"Légende du cabaret", "homme libre", "figure de la tolérance" : les réactions au décès de Michou

Michel Catty, originaire d'Amiens, est mort dimanche 26 janvier après avoir été victime d'un malaise respiratoire quatre jours plus tôt. L'annonce de sa disparition a suscité de nombreuses réactions, notamment dans les milieux politiques et artistiques. 

Michou, interviewé à l'occasion des 50 ans de France 3 Picardie, en 2017.
Michou, interviewé à l'occasion des 50 ans de France 3 Picardie, en 2017. © FTV
Décédé le 26 janvier à l'âge de 88 ans, Michel Catty, dit Michou, a dirigé pendant plus de 60 ans l'un des cabarets les plus connus de Paris. Les "Michettes" et leurs imitations de stars ont contribué à fonder une icône des nuits parisiennes, au même titre que la personnalité et style exubérant de son fondateur, originaire d'Amiens. Dans les heures qui ont suivi l'annonce de sa mort par son attaché de presse, de très nombreuses personnalités ont décidé de rendre hommage au "prince bleu de Montmartre".

A Paris

L'une des premières à réagir publiquement, l'association "La République de Montmartre" s'est dit, par le biais d'un communiqué signé par son président, "orpheline". "[Sa] grande générosité pour les anciens, les P’tits Poulbots et beaucoup d’autres causes était sans limites", rappelle-t-elle. Chaque mois, le patron invitait des personnes âgées du quartier dans son cabaret. 
 
La maire de Paris, Anne Hidalgo, a de son côté salué "une immense figure de la tolérance, du cabaret et de la nuit parisienne", tandis que le député LREM de la 13ème circonscription de Paris, Hugues Renson, loue "un homme d'engagement, de fête et de tolérance". 
 

 

Par les cabarets


Avec le Lido, le Crazy Horse et le Moulin-Rouge, le Cabaret Michou est resté l'un des symboles les plus connus des nuits parisiennes, malgré l'étroitesse des locaux. L'établissement de l'avenue George V évoque la disparition d'une "vraie légende du cabaret français, inspirant et visionnaire pour tant de générations".
 


Dans l'industrie du spectacle

Depuis 1956, de très nombreuses personnalités sont passées par le 80, rue des Martyrs, où elles étaient parfois imitées, pour prendre une photo avec "le roi de la nuit" ou chanter avec lui. Les réactions se sont donc multipliées dans l'après-midi, à commencer par celle de Line Renaud pour qui "Michou, c'était Paris".
 

 

 

 


Personnage récurrent de ses spectacles, Mireille Mathieu a déclaré : "Michou restera l'icône du cabaret parisien". "Enjoué, plein d'humour, il était entouré des meilleurs transformistes qui imitaient à la perfection et sans vulgarité les artistes, ajoute-t-elle. Son cabaret était l'endroit incontournable des nuits et des fêtes parisiennes."
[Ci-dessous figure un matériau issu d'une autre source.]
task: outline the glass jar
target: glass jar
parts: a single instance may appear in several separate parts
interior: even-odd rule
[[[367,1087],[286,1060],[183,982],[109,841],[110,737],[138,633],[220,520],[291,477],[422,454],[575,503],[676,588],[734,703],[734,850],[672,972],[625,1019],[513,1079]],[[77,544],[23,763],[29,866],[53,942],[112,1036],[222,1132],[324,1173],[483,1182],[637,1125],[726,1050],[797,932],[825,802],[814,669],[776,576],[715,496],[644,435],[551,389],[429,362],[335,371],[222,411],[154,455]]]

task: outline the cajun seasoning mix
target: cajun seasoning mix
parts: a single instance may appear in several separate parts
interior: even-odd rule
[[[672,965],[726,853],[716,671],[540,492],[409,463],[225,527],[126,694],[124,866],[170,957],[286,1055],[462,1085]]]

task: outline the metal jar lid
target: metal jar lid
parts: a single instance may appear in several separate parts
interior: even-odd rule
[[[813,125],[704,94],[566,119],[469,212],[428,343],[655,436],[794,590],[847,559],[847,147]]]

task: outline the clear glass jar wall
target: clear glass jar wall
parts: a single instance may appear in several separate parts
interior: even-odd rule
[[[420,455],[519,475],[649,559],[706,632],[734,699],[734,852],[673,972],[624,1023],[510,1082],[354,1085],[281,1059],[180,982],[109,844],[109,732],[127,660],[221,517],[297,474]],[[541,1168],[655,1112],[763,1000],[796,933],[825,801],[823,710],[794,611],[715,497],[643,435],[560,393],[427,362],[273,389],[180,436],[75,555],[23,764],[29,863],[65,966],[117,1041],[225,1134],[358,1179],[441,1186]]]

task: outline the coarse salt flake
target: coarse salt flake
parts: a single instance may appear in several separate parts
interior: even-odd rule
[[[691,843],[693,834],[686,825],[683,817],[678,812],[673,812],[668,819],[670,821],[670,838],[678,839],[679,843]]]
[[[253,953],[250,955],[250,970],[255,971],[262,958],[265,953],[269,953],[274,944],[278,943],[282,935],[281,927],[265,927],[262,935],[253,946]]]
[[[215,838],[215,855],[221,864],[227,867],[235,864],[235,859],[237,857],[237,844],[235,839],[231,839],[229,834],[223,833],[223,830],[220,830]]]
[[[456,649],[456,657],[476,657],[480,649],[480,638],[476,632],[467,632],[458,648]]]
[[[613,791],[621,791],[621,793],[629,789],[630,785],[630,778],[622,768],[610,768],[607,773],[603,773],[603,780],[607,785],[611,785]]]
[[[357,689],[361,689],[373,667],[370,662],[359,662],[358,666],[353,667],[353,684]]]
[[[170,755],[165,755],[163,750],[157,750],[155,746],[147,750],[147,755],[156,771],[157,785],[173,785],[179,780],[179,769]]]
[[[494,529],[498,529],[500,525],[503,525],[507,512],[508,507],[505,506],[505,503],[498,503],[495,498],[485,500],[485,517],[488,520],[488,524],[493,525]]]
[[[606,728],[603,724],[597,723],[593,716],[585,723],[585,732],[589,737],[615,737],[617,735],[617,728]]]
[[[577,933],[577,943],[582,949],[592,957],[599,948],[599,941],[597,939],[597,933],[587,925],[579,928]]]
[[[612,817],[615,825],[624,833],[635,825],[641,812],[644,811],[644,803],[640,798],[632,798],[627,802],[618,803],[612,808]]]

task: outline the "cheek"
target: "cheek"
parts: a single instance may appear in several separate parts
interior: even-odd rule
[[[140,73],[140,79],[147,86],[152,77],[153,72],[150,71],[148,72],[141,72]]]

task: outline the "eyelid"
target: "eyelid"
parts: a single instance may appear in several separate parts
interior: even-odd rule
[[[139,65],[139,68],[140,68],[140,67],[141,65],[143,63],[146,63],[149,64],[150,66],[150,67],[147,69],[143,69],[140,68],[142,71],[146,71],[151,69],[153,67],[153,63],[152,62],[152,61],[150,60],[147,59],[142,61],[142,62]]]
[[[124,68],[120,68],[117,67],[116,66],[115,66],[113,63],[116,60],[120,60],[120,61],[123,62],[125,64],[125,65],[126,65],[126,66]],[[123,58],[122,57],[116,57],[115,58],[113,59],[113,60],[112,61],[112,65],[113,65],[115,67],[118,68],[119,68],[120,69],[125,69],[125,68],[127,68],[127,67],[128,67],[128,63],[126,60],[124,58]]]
De la part de militants pour les droits des personnes LGBT


Michou se définissait lui-même comme "l'homosexuel le plus connu de France". "J'ai la chance d'être un homosexuel notoire et aimé, développait celui qui, en 1956, a créé l'un des premiers shows institué de divertissement transformiste de l'après-guerre. Partout, on me reconnaît et on me salue avec beaucoup de gentillesse." Pour le co-président de l'association Urgence Homophobie, c'est "une figure emblématique de la population LGBTI parisienne" qui s'en est allée, tandis que l'élu parisien et militant Jean-Luc Roméro-Michel rend hommage au "passionné de la vie, l'homme libre et fier qu'il fut". 

   

A Amiens


Né à Amiens en 1931, Michel Catty s'était installé à Paris à l'âge de 17 ans. Il y avait d'abord dirigé un bar, devenu après un défi un jour de Mardi-Gras l'hôte récurrent de shows transformistes. A l'occasion des 60 ans du lieu, en 2016, Michou rappelait qu'il était à la fois "un vrai titi" et "un petit gars de Picardie". 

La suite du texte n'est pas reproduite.